Thanks @JOAQUINGR ! Have you tested the pipeline with a GFF3 annotation and it works? Asking just in case we need any other modifications to properly support the format. Also, be great if you can update the CHANGELOG please.

roldanjg · 2024-01-18T16:54:35Z

Hi @drpatelh ! Sorry for the messy commits, it's all fixed now. It looks like Prettier formatting has been updated because I had to run "prettier --write .devcontainer/devcontainer.json" to complete the tests.

Yes, I've being doing some tests and:

I think that "gffread" is the one to go for the semantic conversion, at least for this pipeline, I don't know if the simplified GTF2 is enough for others.
The documentation:
https://github.com/gpertea/gffread/blob/master/examples/README.md
It's quite hard to get a standard and automated parser. But I think that this one is great and goes as far as you can go automatically. Just being picky, there is a possibility that we are not considering and that I've seen in some GFF from Ensembl; Example: https://ftp.ensemblgenomes.ebi.ac.uk/pub/plants/release-58/gff3/arabidopsis_thaliana/README

transcript types:
* ID: Unique identifier, format "transcript:<transcript_stable_id>"

As a result, the transcript_counts file looks like this:

tx gene_id ERX2558928 ERX2558929
transcript:AT1G01010.1 AT1G01010 0 0
transcript:AT1G01020.1 AT1G01020 0 0
transcript:AT1G01020.2 AT1G01020 0 0
transcript:AT1G01020.3 AT1G01020 0 0

I've modified the bin python file to correct these situations.

I think we're restrictive enough about letting a GFF go downstream the pipeline, so maybe these lines in bin/gtf2bed are redundant:

$gff = 2 if /^##gff-version 2/;
$gff = 3 if /^##gff-version 3/;
next if /^#/ && $gff;
s/\s+$//;
# 0-chr 1-src 2-feat 3-beg 4-end 5-scor 6-dir 7-fram 8-attr
my @f = split /\t/;
if ($gff) {
# most ver 2's stick gene names in the id field
($id) = $f[8]=~ /\bID="([^"]+)"/;
# most ver 3's stick unquoted names in the name field
($id) = $f[8]=~ /\bName=([^";]+)/ if !$id && $gff == 3;
} else {
($id) = $f[8]=~ /transcript_id "([^"]+)"/;
}

Could be enough with

($id) = $f[8]=~ /transcript_id "([^"]+)"/;

at this point?

drpatelh · 2024-03-12T09:23:22Z

Pinging @pinin4fjords for review here since he wrote the filter script.

pinin4fjords

I think this is more complex than it needs to be, assuming you just want to remove transcript: from lines and allow for a new extension.
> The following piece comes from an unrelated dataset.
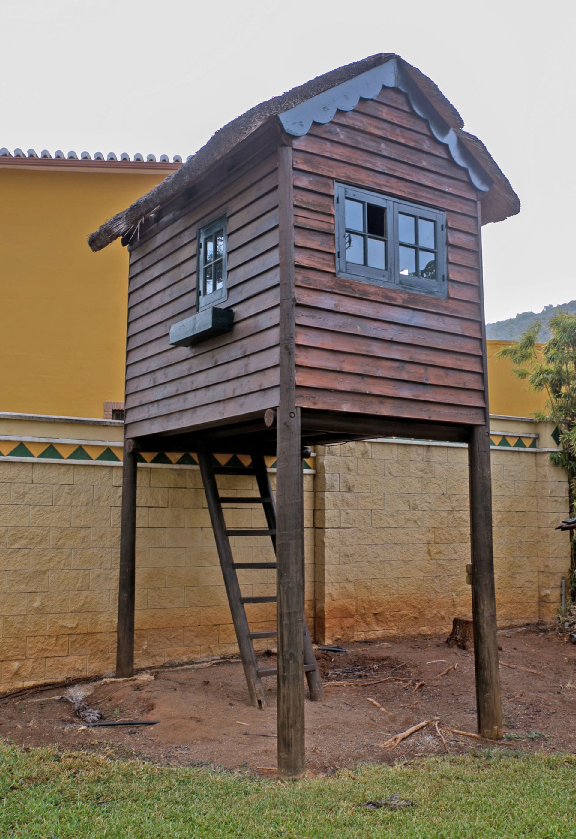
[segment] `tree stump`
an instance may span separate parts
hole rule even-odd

No need to disrupt the existing tab-checking logic.

pinin4fjords · 2024-03-12T10:20:54Z

bin/filter_gtf.py

@@ -20,16 +19,24 @@ def extract_fasta_seq_names(fasta_name: str) -> Set[str]:
        return {line[1:].split(None, 1)[0] for line in fasta if line.startswith(">")}


-def tab_delimited(file: str) -> float:
-    """Check if file is tab-delimited and return median number of tabs."""
+def tab_checks(file: str) -> (bool, bool):


This function doesn't need to be changed (see below), and you've changed the existing logic- could you revert please?

pinin4fjords · 2024-03-12T10:24:16Z

bin/filter_gtf.py

@@ -46,6 +53,8 @@ def filter_gtf(fasta: str, gtf_in: str, filtered_gtf_out: str, skip_transcript_i

                if seq_name in seq_names_in_genome:
                    if skip_transcript_id_check or re.search(r'transcript_id "([^"]+)"', line):
+                        if extra_id:
+                            line = line.replace("transcript:", "")


There's no need to make this conditional. All you did above was add a check on whether the line contained this prefix. Since this replacement won't happen unless it does, that logic is redundant and this line.replace alone will be sufficient.

But could you amend to something that only replaces transcript: in the relevant part of the string, with a regex? I'm a bit nervous about it applying across the whole line.

pinin4fjords · 2024-03-12T10:25:03Z

.devcontainer/devcontainer.json

            },

            // Add the IDs of extensions you want installed when the container is created.
-            "extensions": ["ms-python.python", "ms-python.vscode-pylance", "nf-core.nf-core-extensionpack"]


Still need to fix up Git etc so you're not changing this file.

drpatelh · 2024-05-13T08:12:54Z

Converting to draft as it appears like more work needs to be done here. Thanks for the review @pinin4fjords !

change gff re to include gff3

8dedcf5

roldanjg added 3 commits January 15, 2024 18:23

prepare_genome fatas index optimization

69abf96

Undo the last commit made by mistake

59e4293

Update the changelog

e9353ff

roldanjg marked this pull request as draft January 18, 2024 11:55

Fixed prettier linting error

be4ba79

roldanjg added 2 commits January 18, 2024 16:56

GFF3 transcripts standardization

00d866b

Black format correct

ebeef19

roldanjg marked this pull request as ready for review January 18, 2024 17:47

Tab checks bug fixed to pass all the tests.

20310bd

pinin4fjords requested changes Mar 12, 2024

View reviewed changes

drpatelh marked this pull request as draft May 13, 2024 08:12

drpatelh mentioned this pull request May 13, 2024

GFF file regex #1190

Open

Provide feedback

Saved searches

Use saved searches to filter your results more quickly

change gff re to include gff3 #1191

change gff re to include gff3 #1191

roldanjg commented Jan 14, 2024 •

edited

github-actions bot commented Jan 14, 2024 •

edited

❗ Test warnings:

❔ Tests ignored:

✅ Tests passed:

Run details

drpatelh commented Jan 15, 2024

roldanjg commented Jan 18, 2024 •

edited

drpatelh commented Mar 12, 2024

pinin4fjords left a comment

pinin4fjords Mar 12, 2024

pinin4fjords Mar 12, 2024

pinin4fjords Mar 12, 2024

drpatelh commented May 13, 2024

change gff re to include gff3 #1191

Are you sure you want to change the base?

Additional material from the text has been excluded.